Member of the Riigikogu
- Incumbent
- Assumed office 10 April 2023
- Constituency: Jõgeva–Tartu

Personal details
- Born: Luisa Värk 6 February 1987 (age 39) Elva, then part of Estonian SSR, Soviet Union
- Party: Reform
- Spouse: Taavi Rõivas ​(m. 2017)​
- Children: 3
- Alma mater: Tallinn University
- Occupation: Singer; politician;
- Musical career
- Genres: Pop; country;
- Years active: 2007–present

= Luisa Rõivas =

Estonian singer and politician

Luisa Rõivas (née Värk; born 6 February 1987) is an Estonian singer and politician.

Rõivas was a runner-up of on the first season of Estonian Pop Idol (Eesti otsib superstaari). She was also a runner-up on Tantsud tähtedega, Estonia's version of Dancing with the Stars. Her dancing partner was Martin Parmas.

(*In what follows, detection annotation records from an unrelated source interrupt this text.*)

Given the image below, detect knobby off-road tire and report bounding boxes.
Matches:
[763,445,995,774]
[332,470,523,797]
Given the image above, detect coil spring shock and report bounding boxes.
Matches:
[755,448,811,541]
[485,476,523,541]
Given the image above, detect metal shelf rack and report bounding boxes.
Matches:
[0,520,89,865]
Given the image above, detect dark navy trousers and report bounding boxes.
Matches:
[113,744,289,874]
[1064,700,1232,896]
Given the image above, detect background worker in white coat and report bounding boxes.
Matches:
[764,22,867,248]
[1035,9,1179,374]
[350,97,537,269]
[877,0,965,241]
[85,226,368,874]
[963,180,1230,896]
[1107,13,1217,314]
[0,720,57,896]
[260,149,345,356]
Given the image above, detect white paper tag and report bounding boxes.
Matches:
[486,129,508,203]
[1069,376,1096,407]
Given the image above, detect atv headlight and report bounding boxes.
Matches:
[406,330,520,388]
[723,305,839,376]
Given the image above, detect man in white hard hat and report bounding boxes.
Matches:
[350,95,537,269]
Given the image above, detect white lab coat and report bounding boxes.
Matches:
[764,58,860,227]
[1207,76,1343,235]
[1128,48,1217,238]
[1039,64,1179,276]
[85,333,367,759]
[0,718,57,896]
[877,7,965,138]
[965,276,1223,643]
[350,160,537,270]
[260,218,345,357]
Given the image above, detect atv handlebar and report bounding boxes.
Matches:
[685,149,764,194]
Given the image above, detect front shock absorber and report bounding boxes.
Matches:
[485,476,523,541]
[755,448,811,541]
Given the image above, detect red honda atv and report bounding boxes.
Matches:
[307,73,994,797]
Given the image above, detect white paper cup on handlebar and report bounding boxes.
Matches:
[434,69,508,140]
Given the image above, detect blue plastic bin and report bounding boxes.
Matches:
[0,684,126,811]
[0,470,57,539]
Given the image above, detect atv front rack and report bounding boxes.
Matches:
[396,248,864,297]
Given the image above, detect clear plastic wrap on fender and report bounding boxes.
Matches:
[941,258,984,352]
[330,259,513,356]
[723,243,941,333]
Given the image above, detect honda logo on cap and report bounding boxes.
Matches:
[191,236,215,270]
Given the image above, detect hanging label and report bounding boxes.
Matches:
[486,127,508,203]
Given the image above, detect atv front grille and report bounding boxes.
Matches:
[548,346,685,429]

Rõivas participated in the Estonian Eurovision national final Eurolaul 2008 with two songs:"It's Never Too Late" with Estonian band Traffic and "God Inside your Soul" with Margus Vaher. She participated again in the 2015 edition of the Eesti Laul, where she reached the final stage but ended up in last place. In 2016 she was chosen as a jury for the second semifinal of the Eesti Laul

Rõivas is married to Taavi Rõivas, former Prime Minister of Estonia. She began a political career of her own in 2023, after she was elected to the Riigikogu in the parliamentary election for the Reform Party in electoral district no. 9.